Nematodes
With increasing restrictions on the use of chemical pesticides, the use of host resistance for nematode control has grown in importance. A number of genes that mediate nematode resistance have now been or soon will be cloned from a variety of plant species. Nematode resistance genes are present in several crop species and are an important component of many breeding programmes including those for tomato, potato, soybeans and cereals (Trudgill 1991). Several resistance genes have been mapped to chromosomal locations or linkage groups and some of them have been cloned. The first nematode resistance gene to be cloned was Hs1pro-1, a gene from a wild relative of sugar beet conferring resistance to Heterodera schachtii (Cai et al. 1997). The cDNA, under the control of the CaMV 35S promoter, was able to confer nematode resistance to sugar beets transformed with Agrobacterium rizhogenes in an in vitro assay (Cai et al. 1997). The Mi gene from tomato conferred resistance against a root-knot nematode and an aphid in transgenic potato (Rossi et al. 1998). The gene Mi is a true R gene, characterised by the presence of NBS and LRR domains (see Plant R genes). Recently, Gpa2, a gene that confers resistance against some isolates of the potato cyst nematode Globodera pallida was identified (Van Der Vossen et al. 2000).

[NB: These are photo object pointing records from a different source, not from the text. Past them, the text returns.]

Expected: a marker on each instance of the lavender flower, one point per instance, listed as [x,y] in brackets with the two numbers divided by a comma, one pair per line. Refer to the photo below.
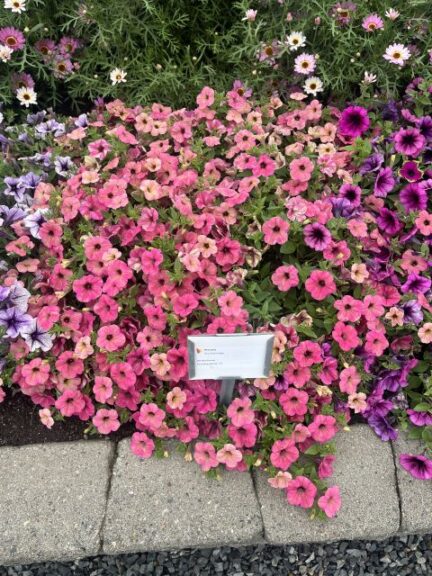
[14,321]
[36,338]
[417,465]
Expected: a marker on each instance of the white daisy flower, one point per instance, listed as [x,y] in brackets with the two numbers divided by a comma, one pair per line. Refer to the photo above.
[369,78]
[313,85]
[117,76]
[304,64]
[26,96]
[296,40]
[5,53]
[250,15]
[397,54]
[392,14]
[17,6]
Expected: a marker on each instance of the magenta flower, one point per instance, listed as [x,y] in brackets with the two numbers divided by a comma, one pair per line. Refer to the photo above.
[354,121]
[12,38]
[418,466]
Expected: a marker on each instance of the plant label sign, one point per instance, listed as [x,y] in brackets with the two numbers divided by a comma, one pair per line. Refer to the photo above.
[230,356]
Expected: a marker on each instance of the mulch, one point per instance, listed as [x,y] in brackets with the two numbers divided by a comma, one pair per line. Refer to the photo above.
[20,425]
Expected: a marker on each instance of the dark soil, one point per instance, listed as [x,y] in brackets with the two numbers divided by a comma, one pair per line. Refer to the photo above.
[20,424]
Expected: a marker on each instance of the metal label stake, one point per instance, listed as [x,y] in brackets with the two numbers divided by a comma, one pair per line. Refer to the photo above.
[226,391]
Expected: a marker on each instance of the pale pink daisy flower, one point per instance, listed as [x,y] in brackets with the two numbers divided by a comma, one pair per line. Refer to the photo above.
[304,64]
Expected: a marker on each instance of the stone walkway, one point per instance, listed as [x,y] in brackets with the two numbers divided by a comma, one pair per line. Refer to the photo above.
[71,500]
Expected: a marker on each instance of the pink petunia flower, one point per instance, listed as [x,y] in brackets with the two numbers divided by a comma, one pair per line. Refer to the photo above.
[284,453]
[320,284]
[240,412]
[110,338]
[294,402]
[141,445]
[205,456]
[275,231]
[87,288]
[103,388]
[106,421]
[285,277]
[323,428]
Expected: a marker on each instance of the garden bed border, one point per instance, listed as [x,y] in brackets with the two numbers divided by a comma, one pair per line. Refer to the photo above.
[65,501]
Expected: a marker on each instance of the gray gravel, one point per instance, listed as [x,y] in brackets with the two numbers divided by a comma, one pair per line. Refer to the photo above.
[401,556]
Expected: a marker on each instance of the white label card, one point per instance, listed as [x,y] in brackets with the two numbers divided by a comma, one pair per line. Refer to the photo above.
[234,356]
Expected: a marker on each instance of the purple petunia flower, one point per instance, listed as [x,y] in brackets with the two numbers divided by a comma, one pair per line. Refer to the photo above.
[372,163]
[352,193]
[417,465]
[425,126]
[34,221]
[317,236]
[384,182]
[411,172]
[420,418]
[390,111]
[413,197]
[409,141]
[342,207]
[389,222]
[14,321]
[416,284]
[382,427]
[354,121]
[412,312]
[36,338]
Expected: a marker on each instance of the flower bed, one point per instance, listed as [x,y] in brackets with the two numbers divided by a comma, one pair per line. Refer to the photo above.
[138,227]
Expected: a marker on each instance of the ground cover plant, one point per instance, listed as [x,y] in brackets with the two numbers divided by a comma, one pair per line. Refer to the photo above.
[67,54]
[131,228]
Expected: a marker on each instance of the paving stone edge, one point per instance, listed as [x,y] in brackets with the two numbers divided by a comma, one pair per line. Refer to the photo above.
[112,460]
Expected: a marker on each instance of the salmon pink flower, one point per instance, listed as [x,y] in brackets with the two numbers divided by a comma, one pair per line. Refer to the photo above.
[205,456]
[184,305]
[323,428]
[151,416]
[284,453]
[110,338]
[36,372]
[176,398]
[376,343]
[294,402]
[330,502]
[308,353]
[349,379]
[285,277]
[275,231]
[346,336]
[102,388]
[301,492]
[106,421]
[301,169]
[240,412]
[123,375]
[325,467]
[70,403]
[230,304]
[320,284]
[243,436]
[141,445]
[87,288]
[69,365]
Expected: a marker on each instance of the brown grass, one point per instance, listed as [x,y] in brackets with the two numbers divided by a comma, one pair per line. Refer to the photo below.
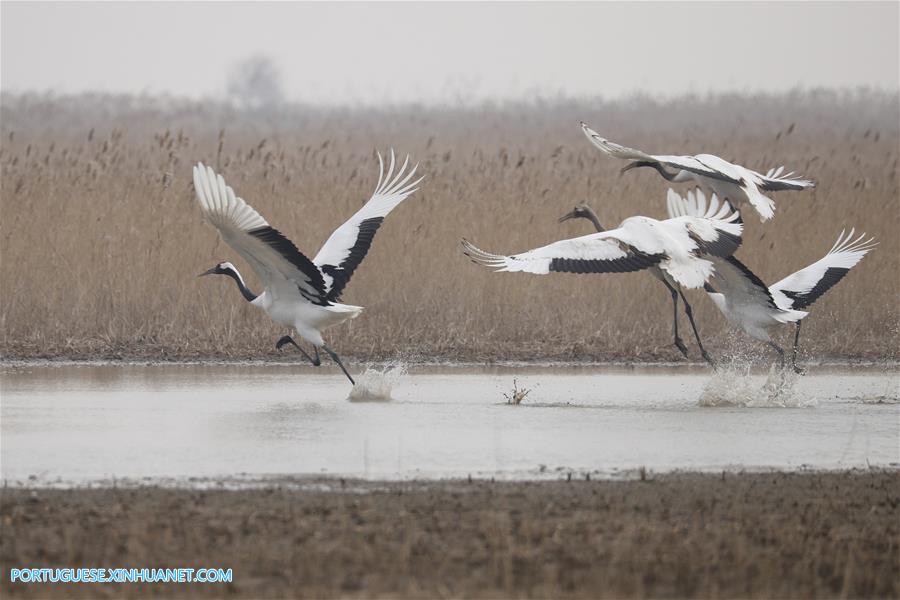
[101,239]
[676,536]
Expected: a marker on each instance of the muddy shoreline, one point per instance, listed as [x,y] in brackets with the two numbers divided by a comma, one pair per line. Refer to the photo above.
[825,534]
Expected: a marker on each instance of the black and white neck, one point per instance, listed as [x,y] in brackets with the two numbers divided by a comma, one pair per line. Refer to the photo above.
[233,273]
[654,165]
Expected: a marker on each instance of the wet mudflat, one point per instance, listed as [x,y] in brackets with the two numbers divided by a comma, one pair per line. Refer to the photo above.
[196,424]
[775,535]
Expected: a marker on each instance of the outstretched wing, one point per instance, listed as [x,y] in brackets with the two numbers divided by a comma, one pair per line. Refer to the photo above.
[349,244]
[799,290]
[776,180]
[684,163]
[594,253]
[271,255]
[694,204]
[732,278]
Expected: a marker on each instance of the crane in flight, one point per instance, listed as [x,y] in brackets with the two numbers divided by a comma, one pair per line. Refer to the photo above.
[298,292]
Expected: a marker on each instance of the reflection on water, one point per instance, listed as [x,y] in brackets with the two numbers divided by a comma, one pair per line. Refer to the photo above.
[85,423]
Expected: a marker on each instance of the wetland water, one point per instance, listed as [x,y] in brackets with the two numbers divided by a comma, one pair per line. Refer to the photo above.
[189,424]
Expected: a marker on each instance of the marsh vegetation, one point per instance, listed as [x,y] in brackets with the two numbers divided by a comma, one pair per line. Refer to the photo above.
[101,239]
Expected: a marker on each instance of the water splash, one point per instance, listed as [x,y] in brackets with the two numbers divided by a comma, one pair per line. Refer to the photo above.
[376,383]
[733,385]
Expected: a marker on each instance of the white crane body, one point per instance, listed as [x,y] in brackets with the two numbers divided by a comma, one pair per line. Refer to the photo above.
[751,305]
[298,292]
[716,175]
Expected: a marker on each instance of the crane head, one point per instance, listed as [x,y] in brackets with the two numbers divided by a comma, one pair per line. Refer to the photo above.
[581,211]
[222,268]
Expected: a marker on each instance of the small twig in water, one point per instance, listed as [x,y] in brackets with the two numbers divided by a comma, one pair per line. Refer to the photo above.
[518,394]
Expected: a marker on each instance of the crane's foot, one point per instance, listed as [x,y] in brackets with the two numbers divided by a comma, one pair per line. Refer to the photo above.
[289,340]
[708,359]
[285,339]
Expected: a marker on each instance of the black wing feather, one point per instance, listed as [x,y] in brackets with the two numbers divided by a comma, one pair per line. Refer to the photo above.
[341,273]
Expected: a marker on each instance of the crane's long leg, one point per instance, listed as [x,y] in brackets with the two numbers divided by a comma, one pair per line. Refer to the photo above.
[690,314]
[338,361]
[797,369]
[289,340]
[780,352]
[679,343]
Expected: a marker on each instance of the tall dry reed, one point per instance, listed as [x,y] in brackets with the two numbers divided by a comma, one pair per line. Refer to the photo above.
[101,239]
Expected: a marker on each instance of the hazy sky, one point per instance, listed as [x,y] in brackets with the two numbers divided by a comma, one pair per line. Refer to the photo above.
[446,52]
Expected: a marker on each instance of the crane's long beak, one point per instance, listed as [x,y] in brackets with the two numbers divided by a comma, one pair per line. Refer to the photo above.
[567,216]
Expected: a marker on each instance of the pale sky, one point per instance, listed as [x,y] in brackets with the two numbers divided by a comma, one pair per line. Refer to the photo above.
[373,53]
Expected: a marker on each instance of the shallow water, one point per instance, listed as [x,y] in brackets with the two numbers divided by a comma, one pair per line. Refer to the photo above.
[80,424]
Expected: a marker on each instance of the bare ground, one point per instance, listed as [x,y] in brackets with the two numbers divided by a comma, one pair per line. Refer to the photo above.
[680,535]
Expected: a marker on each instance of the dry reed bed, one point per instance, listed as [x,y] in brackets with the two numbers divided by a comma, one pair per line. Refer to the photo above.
[101,239]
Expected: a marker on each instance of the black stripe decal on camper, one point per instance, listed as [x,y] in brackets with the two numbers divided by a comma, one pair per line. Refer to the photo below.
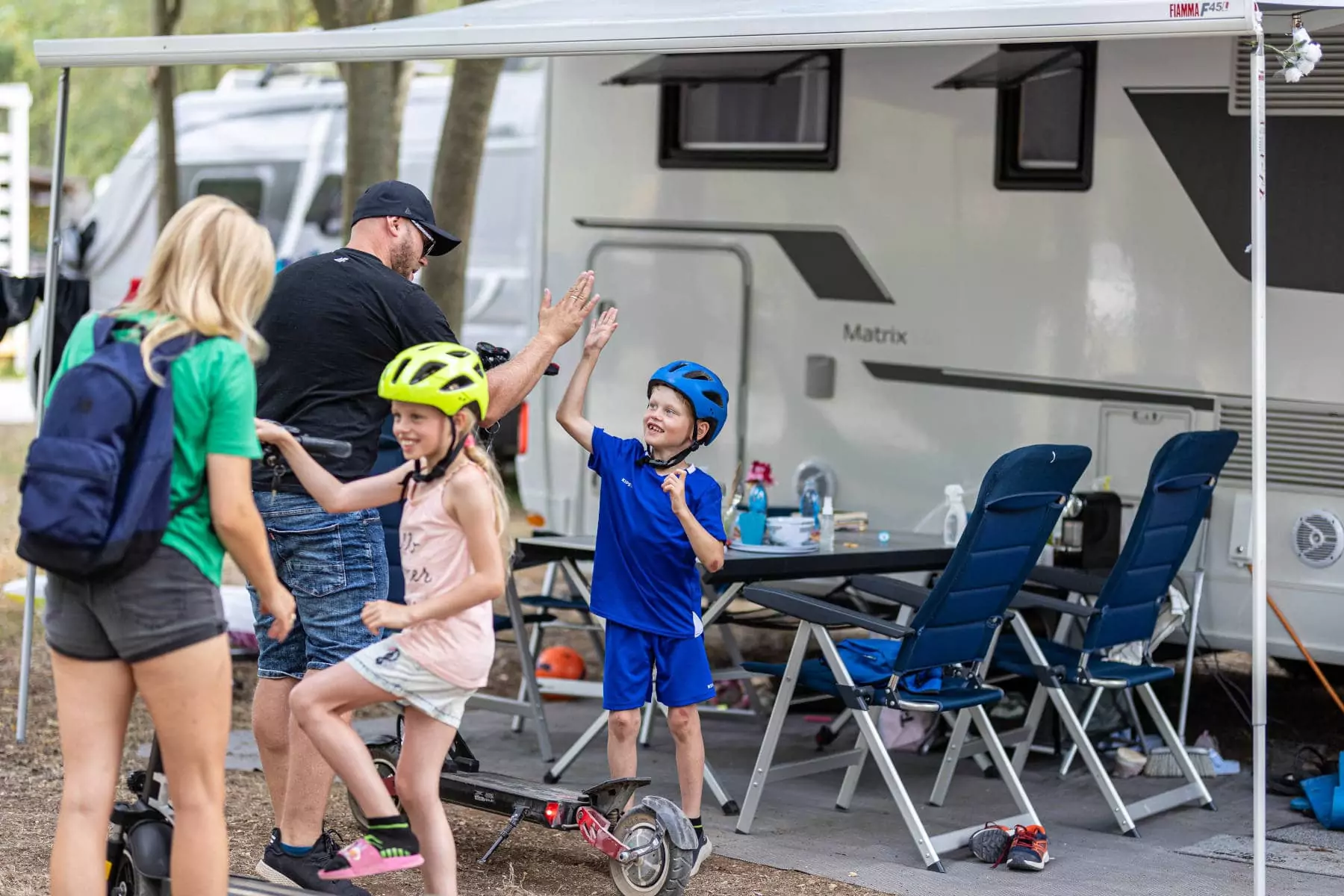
[1100,393]
[824,257]
[1209,151]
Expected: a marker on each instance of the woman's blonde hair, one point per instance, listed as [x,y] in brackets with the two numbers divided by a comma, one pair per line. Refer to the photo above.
[210,273]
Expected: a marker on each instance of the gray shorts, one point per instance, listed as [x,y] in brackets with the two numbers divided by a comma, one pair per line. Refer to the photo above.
[163,606]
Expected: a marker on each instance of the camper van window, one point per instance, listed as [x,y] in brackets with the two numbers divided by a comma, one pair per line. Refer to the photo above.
[245,191]
[1046,127]
[786,120]
[326,211]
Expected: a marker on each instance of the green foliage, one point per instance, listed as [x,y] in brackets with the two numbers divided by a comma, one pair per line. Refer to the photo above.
[111,107]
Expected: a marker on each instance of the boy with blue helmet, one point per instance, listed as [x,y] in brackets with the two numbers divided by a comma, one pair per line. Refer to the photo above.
[659,516]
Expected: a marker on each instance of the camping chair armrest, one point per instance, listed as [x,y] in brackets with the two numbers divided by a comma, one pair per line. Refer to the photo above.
[1068,579]
[1030,601]
[890,590]
[800,606]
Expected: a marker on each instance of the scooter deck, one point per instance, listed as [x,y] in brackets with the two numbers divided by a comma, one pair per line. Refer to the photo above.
[488,788]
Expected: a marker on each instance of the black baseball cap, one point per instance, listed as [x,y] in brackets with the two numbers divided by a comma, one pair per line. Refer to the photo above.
[398,199]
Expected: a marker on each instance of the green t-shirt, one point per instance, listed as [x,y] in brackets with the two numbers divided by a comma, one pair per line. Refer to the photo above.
[214,398]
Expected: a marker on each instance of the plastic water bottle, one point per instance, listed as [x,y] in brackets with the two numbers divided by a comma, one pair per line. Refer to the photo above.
[828,524]
[954,523]
[809,504]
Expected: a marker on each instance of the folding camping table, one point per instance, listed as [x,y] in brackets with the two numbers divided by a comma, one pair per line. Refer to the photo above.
[853,554]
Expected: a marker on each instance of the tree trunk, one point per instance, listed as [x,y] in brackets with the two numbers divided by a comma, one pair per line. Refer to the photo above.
[166,15]
[376,97]
[456,169]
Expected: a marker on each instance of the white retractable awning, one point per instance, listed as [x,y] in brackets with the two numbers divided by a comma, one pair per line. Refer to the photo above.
[564,27]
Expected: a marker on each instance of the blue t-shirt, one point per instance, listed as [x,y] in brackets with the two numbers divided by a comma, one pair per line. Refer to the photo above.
[644,570]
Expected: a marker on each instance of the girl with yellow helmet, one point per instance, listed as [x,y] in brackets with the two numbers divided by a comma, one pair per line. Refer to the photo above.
[453,559]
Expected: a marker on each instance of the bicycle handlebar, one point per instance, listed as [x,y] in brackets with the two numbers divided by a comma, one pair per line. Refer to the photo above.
[331,448]
[494,356]
[316,447]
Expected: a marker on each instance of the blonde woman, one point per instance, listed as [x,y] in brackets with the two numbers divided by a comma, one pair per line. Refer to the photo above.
[161,630]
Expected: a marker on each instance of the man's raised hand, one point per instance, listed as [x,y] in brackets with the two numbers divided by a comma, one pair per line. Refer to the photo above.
[562,320]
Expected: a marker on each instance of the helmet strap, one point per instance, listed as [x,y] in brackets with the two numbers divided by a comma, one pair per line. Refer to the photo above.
[672,461]
[441,467]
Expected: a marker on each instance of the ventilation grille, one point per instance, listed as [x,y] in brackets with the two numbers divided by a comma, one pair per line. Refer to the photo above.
[1320,93]
[1319,539]
[1305,447]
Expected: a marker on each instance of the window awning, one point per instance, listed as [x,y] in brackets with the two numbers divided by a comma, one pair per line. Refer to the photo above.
[564,27]
[1011,66]
[712,67]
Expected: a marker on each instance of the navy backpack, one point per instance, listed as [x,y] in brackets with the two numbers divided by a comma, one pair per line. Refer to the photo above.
[96,485]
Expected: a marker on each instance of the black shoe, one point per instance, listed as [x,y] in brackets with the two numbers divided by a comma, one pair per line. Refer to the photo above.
[281,868]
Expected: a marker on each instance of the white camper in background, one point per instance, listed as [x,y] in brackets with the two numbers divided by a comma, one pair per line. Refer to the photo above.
[276,144]
[907,261]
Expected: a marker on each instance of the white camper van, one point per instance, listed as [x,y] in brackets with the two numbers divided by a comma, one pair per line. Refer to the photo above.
[907,261]
[275,141]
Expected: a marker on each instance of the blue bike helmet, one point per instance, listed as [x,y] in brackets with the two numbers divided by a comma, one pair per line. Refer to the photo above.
[703,388]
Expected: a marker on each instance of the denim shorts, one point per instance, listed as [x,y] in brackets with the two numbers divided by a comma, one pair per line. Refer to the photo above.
[334,564]
[163,606]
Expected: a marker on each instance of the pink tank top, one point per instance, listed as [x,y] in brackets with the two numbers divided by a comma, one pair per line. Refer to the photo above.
[435,558]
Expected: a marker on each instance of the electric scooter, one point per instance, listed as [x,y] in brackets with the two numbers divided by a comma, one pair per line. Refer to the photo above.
[651,848]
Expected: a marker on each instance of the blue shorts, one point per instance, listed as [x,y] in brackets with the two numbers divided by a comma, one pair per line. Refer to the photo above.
[631,659]
[334,564]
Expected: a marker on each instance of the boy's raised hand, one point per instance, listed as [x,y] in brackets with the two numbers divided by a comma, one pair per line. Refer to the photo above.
[601,332]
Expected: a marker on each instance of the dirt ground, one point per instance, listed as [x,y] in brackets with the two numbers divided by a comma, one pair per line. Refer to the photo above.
[532,862]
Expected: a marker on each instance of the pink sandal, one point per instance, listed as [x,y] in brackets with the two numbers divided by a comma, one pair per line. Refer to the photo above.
[362,859]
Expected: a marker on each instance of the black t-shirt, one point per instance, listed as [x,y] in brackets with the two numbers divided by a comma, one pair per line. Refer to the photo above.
[332,324]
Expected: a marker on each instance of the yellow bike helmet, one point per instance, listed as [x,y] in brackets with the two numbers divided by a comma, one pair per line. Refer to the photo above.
[444,375]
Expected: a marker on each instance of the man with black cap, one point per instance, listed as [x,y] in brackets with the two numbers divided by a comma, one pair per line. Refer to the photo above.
[332,324]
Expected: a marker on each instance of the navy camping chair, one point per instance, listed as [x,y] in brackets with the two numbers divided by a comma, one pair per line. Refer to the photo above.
[1117,610]
[952,632]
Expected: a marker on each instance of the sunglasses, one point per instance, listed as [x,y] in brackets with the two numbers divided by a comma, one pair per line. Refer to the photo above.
[429,240]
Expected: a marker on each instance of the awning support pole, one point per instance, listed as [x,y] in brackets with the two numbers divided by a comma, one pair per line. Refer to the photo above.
[49,337]
[1258,454]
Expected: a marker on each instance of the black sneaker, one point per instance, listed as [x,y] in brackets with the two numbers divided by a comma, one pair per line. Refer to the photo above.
[281,868]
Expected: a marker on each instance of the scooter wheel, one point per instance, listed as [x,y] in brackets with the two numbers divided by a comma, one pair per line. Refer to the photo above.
[385,761]
[125,880]
[663,872]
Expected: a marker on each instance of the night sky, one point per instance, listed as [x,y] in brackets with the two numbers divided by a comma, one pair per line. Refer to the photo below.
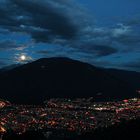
[104,33]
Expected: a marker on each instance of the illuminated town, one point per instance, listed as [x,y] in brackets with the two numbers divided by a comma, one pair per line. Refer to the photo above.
[66,115]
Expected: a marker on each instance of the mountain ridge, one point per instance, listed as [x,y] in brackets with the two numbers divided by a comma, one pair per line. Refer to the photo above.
[61,77]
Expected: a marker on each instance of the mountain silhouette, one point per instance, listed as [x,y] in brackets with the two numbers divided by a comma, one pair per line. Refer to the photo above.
[34,82]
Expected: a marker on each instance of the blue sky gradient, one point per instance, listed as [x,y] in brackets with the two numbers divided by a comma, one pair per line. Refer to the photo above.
[104,33]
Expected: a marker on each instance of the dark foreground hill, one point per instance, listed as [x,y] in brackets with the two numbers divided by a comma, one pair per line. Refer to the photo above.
[61,77]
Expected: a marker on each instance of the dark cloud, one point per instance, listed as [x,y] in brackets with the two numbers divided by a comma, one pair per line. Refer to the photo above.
[135,65]
[2,64]
[8,45]
[64,22]
[57,22]
[44,20]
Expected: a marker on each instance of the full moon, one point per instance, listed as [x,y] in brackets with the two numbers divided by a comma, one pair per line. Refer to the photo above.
[23,57]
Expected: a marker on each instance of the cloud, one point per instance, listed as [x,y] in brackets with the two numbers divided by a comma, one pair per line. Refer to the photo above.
[65,23]
[133,65]
[55,22]
[6,45]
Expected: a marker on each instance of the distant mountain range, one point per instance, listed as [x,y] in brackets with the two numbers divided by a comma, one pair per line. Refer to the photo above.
[45,78]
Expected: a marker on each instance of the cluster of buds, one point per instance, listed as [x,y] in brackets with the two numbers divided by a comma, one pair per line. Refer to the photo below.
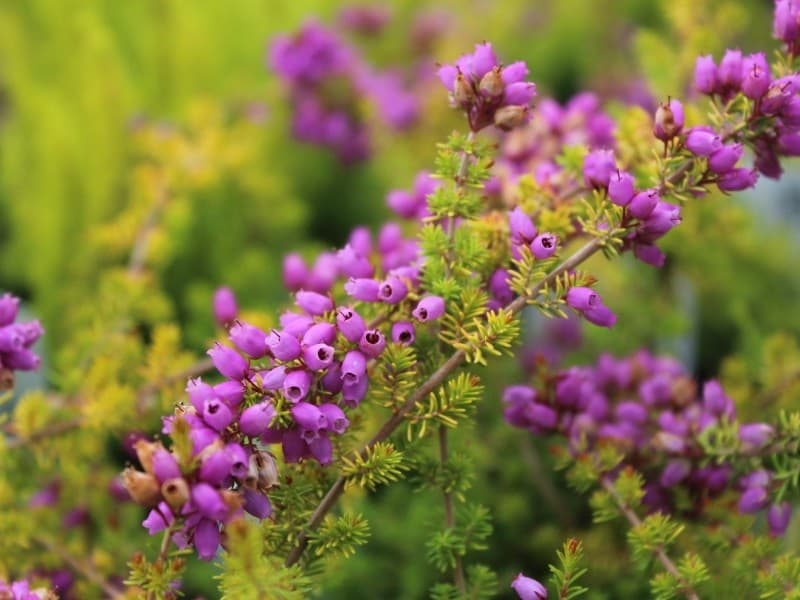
[534,147]
[21,590]
[648,408]
[652,217]
[361,258]
[327,79]
[774,118]
[488,92]
[16,340]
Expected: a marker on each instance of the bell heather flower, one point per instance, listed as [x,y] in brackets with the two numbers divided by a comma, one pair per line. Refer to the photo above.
[528,589]
[429,308]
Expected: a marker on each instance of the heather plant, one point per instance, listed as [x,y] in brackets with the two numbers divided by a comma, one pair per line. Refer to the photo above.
[272,453]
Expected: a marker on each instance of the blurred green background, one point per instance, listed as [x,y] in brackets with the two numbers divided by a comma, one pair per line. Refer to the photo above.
[102,101]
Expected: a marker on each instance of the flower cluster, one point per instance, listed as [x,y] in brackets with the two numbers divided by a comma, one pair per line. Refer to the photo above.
[16,339]
[534,147]
[21,590]
[774,116]
[327,79]
[488,92]
[648,408]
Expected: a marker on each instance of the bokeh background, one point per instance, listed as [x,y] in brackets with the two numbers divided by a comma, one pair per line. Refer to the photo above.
[102,102]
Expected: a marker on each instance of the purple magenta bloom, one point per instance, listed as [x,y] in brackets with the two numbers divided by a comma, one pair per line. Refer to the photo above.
[350,324]
[224,305]
[725,158]
[208,501]
[295,272]
[308,416]
[674,472]
[621,188]
[598,166]
[318,357]
[755,76]
[216,414]
[283,345]
[778,518]
[363,289]
[753,500]
[337,421]
[354,366]
[249,339]
[644,203]
[228,362]
[296,385]
[319,333]
[206,539]
[392,291]
[705,75]
[528,589]
[703,141]
[256,418]
[544,245]
[429,308]
[353,393]
[216,466]
[158,519]
[273,379]
[737,180]
[403,332]
[313,303]
[165,466]
[372,343]
[257,504]
[522,229]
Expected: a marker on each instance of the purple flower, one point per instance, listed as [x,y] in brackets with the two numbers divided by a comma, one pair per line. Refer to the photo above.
[228,362]
[725,158]
[598,166]
[283,345]
[621,188]
[296,385]
[256,418]
[429,308]
[778,518]
[206,539]
[372,343]
[224,305]
[403,333]
[363,289]
[313,303]
[705,75]
[528,589]
[544,245]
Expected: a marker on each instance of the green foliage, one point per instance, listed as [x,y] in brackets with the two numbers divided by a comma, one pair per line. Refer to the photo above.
[381,463]
[249,574]
[341,535]
[563,577]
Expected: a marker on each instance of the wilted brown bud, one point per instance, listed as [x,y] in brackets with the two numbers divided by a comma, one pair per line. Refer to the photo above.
[462,90]
[175,492]
[491,84]
[145,451]
[509,117]
[142,487]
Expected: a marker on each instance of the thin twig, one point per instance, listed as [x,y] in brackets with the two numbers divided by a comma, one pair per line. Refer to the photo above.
[434,381]
[634,520]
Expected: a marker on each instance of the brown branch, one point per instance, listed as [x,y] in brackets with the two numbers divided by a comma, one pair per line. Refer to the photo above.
[635,521]
[434,381]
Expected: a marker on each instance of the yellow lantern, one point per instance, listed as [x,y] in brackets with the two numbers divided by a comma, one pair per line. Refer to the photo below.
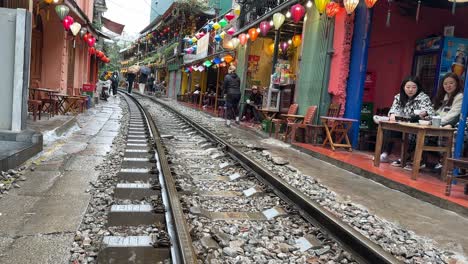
[321,5]
[278,20]
[236,9]
[297,40]
[350,5]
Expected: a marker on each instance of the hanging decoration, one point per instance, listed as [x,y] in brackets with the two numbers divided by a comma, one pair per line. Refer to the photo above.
[264,27]
[284,46]
[75,28]
[418,10]
[236,9]
[321,5]
[370,3]
[67,22]
[297,40]
[223,23]
[278,20]
[297,12]
[229,16]
[332,9]
[83,31]
[62,11]
[253,34]
[350,5]
[389,13]
[228,58]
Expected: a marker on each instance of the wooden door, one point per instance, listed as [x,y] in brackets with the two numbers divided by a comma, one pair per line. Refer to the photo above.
[71,67]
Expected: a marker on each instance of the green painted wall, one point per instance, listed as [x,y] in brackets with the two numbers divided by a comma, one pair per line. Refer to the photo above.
[312,86]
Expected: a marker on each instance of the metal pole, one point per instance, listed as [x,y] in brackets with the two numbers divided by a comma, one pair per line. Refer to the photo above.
[217,91]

Although an important constituent of current nematode management strategies is the incorporation of natural resistance, one must be aware of the fact that there may not be appropriate resistance loci available for many crops. In addition, it is not a given fact that a particular gene will function effectively in heterologous hosts. Attempts to transfer Mi-mediated resistance into tobacco have not so far been successful (Williamson 1998). Furthermore, nematodes can eventually develop virulence, which may limit the effectiveness of this approach. Clearly, novel strategies to control nematode infestation are required combining existing with new approaches (Gheysen et al. 1996).